Filling in the Gaps in the Insolvency and Bankruptcy Code – Cross Border Insolvency

[The following post is
contributed by Aparna Ravi, who is a Bangalore-based lawyer and
was a member of the Bankruptcy Law Reforms Committee. The views expressed here
are personal.]
One issue that is conspicuous by its absence in the Insolvency
and Bankruptcy Code, 2016
(IBC), that recently got past both houses of
Parliament and is now awaiting presidential assent, is cross border
insolvency.  The Report
of the Joint Parliamentary Committee
on the IBC notes this absence, but its
proposal — that the government address cross border issues by entering into
bilateral agreements with other countries — is very limited.  This blog post considers how India could go
about incorporating cross-border insolvency issues into its domestic legal
framework, including the advantages of adopting the UNCITRAL
Model Law on Cross-Border Insolvency
and the issues to be considered if
India were to adopt a version of the Model Law.

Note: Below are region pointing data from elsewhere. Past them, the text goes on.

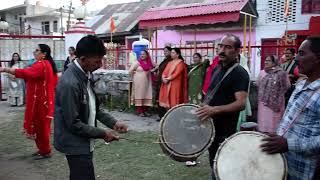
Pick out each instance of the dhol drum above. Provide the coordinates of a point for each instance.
(182, 135)
(249, 126)
(240, 157)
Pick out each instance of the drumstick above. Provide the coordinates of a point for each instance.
(133, 140)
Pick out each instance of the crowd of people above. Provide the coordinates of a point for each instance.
(288, 99)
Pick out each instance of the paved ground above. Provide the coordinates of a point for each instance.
(17, 167)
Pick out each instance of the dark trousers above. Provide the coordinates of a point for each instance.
(213, 150)
(161, 111)
(81, 167)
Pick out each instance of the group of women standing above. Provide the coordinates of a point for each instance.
(172, 76)
(169, 78)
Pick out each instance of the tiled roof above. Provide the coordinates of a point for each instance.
(194, 10)
(132, 11)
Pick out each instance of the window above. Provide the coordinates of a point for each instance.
(55, 26)
(310, 6)
(45, 27)
(276, 12)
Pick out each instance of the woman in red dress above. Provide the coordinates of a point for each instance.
(41, 79)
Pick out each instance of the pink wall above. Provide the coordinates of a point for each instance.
(174, 37)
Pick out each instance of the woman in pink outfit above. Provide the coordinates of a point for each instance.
(272, 83)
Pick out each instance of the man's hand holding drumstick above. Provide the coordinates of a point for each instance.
(206, 111)
(274, 144)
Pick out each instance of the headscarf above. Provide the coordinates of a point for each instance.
(146, 64)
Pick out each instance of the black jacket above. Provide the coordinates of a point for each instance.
(72, 133)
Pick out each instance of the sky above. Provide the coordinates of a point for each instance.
(92, 5)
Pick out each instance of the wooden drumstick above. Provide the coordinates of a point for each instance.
(133, 140)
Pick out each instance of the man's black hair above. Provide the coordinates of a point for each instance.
(90, 46)
(315, 44)
(292, 50)
(237, 41)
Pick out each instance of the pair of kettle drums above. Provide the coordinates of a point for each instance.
(184, 137)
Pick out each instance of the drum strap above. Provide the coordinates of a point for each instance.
(298, 114)
(209, 96)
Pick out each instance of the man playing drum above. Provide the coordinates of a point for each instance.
(228, 92)
(298, 135)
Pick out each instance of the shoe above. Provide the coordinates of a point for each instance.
(40, 157)
(147, 114)
(191, 163)
(142, 115)
(35, 154)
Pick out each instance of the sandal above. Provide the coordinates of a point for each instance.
(46, 156)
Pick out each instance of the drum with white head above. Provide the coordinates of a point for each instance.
(240, 157)
(182, 135)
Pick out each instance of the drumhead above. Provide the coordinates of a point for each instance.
(240, 157)
(183, 134)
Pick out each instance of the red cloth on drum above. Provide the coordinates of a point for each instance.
(40, 86)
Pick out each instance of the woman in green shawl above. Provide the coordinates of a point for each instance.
(196, 77)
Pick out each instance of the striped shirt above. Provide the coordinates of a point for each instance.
(302, 133)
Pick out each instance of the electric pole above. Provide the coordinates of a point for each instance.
(61, 21)
(69, 14)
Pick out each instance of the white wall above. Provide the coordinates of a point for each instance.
(265, 29)
(36, 24)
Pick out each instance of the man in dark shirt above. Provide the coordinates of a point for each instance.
(230, 98)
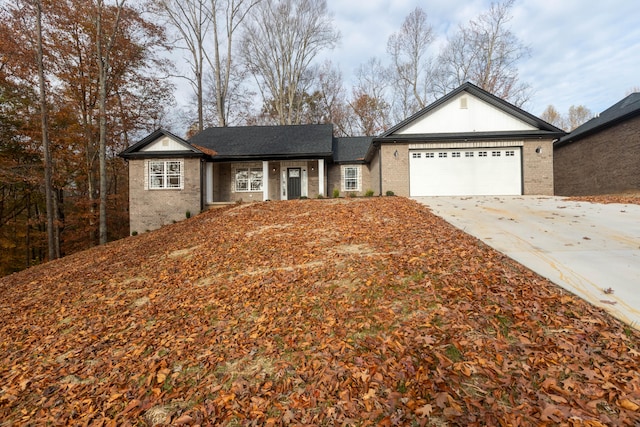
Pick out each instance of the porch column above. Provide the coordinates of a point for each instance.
(265, 180)
(321, 177)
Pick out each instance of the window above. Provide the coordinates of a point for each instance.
(351, 178)
(248, 179)
(165, 174)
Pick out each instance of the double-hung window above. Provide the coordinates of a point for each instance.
(248, 179)
(166, 174)
(351, 178)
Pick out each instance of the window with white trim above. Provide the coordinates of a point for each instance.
(165, 174)
(351, 178)
(248, 179)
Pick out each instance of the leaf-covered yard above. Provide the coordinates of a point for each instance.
(311, 312)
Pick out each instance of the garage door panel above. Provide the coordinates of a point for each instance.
(461, 172)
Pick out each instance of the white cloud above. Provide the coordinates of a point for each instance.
(583, 53)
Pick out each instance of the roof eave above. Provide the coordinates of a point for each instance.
(569, 138)
(469, 136)
(268, 157)
(161, 155)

Cross-Border Insolvency in the IBC
Cross border insolvency issues arise when a company in
financial distress has assets, business operations or creditors in more than
one country.  Such cases typically
involve one or a combination of three situations. First, the insolvent company
may have a number of foreign creditors who want to ensure that their rights are
protected even though they may not be based in the country where the insolvency
resolution is taking place.  Second, an
insolvent company may have assets located in another jurisdiction, which its
creditors may want to access as part of the insolvency proceedings. Finally,
insolvency proceedings with respect to the same debtor may be commenced and
ongoing in more than one country.  The
last situation is particularly common when corporate groups face financial
difficulties and proceedings against different legal entities within the group
are commenced in different jurisdictions.
The IBC deals with the first situation discussed above by implication,
as it does not discriminate between domestic and foreign creditors.  By including “persons not resident in India”
in the definition of persons and, as a consequence, in the definition of
creditors, the new legislation permits foreign creditors to commence and
participate in the proceedings under the IBC. Foreign creditors also have the
same rights as similarly situated domestic creditors regarding distribution of
assets on the liquidation of an insolvent company.
The second and third situations are not dealt with in the
IBC, which currently lacks any mechanism for cooperation between jurisdictions
or for an Indian court or tribunal to seek the assistance of a foreign court or
insolvency authority when an insolvency proceeding may have implications across
national borders. The Joint Parliamentary Committee’s Report introduced two new
clauses (Sections 234 and 235) to address these situations. Section 234 states
that the Central Government may enter into bilateral agreements with other
countries for purposes of enforcing the IBC. Section 235 allows the relevant
court or tribunal in India to issue a letter of request to a foreign court or
tribunal seeking its assistance in situations where a debtor’s assets may be
located abroad. While these two clauses are an acknowledgment of the existence
of cross border concerns in insolvency, they, in essence, postpone
consideration of substantive provisions on cross border insolvency to bilateral
agreements with other countries.
Are Bilateral Agreements the Way Forward? 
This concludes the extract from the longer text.